Source: Metro Puerto Rico.

Use MercaditoPR for market discovery, then verify details

MercaditoPR is useful because it tracks active Puerto Rico markets by date, town, and category. Its current market directory includes organic or food-oriented entries such as Mercado Agrícola del Viejo San Juan, Aguadilla Farmer's Market, Caguas Pop Up Market, Sábados de Mercado en Río Piedras, Palmas Farmers Market in Humacao, and Feria Agrícola y Artesanal de Luquillo. Use it as a discovery layer, then confirm the organizer, current vendors, and vegan-ready products before promising a vegan meal.

Source: MercaditoPR.

Farm tours and agrotourism leads

Farm and sustainability tours help GoVeganPR cover Puerto Rico wellness tourism without pretending every experience is a vegan restaurant. Discover Puerto Rico lists Amasar in Jayuya as a mountain agribusiness experience centered on breadfruit, farm touring, and breadfruit flour production. It also lists Finca Ilán Ilán in San Germán as an agroecology tour covering self-sustaining food production, permaculture, biodynamic systems, vegetable areas, vanilla, coffee, cacao, and a secondary tropical forest.

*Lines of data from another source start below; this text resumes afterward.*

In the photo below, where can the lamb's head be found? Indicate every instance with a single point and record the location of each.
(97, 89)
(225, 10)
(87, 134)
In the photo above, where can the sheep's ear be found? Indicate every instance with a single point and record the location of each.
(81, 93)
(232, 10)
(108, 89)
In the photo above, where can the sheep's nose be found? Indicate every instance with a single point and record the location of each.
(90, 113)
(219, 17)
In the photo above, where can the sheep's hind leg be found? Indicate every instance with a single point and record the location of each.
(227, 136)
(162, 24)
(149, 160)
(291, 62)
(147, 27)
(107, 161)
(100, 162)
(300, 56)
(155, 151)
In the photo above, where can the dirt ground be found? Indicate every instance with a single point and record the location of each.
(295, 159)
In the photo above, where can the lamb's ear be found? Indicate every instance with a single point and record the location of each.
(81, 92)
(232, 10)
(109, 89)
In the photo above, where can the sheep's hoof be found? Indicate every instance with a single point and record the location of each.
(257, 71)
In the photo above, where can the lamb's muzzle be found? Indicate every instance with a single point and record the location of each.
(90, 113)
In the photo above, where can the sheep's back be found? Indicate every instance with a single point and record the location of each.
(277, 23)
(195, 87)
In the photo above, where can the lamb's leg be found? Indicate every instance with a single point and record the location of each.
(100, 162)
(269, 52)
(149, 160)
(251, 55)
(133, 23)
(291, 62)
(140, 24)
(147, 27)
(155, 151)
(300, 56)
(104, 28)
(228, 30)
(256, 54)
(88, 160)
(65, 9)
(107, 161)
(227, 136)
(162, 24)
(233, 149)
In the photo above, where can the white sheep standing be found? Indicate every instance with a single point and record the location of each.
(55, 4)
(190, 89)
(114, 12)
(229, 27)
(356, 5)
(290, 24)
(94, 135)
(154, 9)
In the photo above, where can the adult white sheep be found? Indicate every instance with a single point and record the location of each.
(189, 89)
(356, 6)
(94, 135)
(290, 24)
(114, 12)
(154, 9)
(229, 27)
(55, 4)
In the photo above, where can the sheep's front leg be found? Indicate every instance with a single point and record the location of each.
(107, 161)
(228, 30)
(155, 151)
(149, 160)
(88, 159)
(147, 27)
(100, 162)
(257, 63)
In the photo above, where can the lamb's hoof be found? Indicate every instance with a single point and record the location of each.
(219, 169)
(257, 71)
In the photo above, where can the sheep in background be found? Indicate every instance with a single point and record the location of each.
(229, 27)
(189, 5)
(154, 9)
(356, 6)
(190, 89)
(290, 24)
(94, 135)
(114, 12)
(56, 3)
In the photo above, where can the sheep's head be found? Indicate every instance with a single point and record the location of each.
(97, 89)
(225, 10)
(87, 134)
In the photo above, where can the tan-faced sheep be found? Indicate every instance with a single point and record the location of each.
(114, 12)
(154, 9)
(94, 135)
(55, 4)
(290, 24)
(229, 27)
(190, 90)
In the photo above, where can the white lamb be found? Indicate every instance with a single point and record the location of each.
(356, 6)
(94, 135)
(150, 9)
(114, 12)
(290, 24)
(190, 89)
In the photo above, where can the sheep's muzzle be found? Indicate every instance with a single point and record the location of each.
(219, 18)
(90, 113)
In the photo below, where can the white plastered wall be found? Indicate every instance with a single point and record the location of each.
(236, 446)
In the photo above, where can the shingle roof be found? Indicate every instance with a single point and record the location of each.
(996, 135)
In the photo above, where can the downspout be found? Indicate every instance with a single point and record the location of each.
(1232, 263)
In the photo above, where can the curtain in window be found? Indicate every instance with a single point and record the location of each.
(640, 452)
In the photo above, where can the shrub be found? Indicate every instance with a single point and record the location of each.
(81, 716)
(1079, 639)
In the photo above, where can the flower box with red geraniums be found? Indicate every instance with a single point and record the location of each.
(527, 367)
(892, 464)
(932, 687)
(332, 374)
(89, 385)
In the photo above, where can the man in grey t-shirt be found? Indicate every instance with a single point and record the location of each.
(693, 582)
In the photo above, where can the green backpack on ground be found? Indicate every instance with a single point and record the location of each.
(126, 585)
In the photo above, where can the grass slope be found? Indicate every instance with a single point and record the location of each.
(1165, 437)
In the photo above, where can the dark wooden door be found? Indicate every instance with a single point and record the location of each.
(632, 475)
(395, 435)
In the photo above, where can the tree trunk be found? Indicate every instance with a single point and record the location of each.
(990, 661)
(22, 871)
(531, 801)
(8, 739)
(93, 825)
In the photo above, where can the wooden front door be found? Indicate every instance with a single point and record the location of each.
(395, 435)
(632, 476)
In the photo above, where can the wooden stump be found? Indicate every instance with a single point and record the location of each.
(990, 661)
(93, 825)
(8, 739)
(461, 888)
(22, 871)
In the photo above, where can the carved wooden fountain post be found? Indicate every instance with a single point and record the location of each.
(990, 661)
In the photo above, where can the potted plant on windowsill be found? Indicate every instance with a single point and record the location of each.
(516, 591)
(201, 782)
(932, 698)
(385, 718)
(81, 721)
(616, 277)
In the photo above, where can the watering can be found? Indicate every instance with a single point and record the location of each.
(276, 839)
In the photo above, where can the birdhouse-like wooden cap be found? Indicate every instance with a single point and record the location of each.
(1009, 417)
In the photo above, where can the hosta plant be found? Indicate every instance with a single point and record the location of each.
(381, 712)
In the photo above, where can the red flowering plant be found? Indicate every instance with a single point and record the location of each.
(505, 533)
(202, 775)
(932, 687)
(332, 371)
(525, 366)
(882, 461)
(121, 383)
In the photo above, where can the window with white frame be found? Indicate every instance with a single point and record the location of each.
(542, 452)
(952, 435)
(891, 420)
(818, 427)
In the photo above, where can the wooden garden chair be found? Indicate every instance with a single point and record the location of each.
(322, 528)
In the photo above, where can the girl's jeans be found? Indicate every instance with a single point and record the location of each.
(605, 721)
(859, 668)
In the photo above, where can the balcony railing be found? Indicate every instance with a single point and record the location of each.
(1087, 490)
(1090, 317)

Sources: Amasar, Finca Ilán Ilán.

Wellness experiences near El Yunque

Finca Ki' in Naguabo describes itself as a farm-stay, bed and breakfast, and wellness event space focused on holistic health, horticulture, sustainability, and collective care. Its own site places it in Barrio Duque, Naguabo, near the Ceiba ferry terminal, the coast, and El Yunque. This is a wellness and nature-planning lead rather than a vegan dining claim.

Source: Finca Ki'.

Vieques produce planning

For island travel, produce access matters. Guayabas PR lists Vieques Farmers Market with Tuesday and Friday hours in Vieques. Pair that kind of market research with source-backed Vieques meal anchors like El Plaza Vieques and Cocina Verde VQS, then confirm ferry timing, pickup/order windows, and current food availability.

Source: Guayabas PR Vieques Farmers Market.

Safe GoVeganPR operating rules

  1. Do not list a past event as upcoming unless a current official event page confirms the next date.
  2. Separate event, market, farm-tour, wellness, and restaurant claims.
  3. Use market calendars for discovery, then verify current vendors before writing food recommendations.
  4. Pair farms and markets with verified restaurant or prepared-food anchors before recommending a full travel day.
  5. Ask about honey, dairy, egg, cheese, broth, lard, fish sauce, and shared prep at mixed vendors.

For deeper adjacent planning, compare the farmers markets and wellness guide and the coffee, cacao, and farm experiences guide.

Truth rule: GoVeganPR can cover events, markets, farm tours, and wellness experiences, but it should not turn them into restaurant listings or vegan claims unless the sources support that exact claim.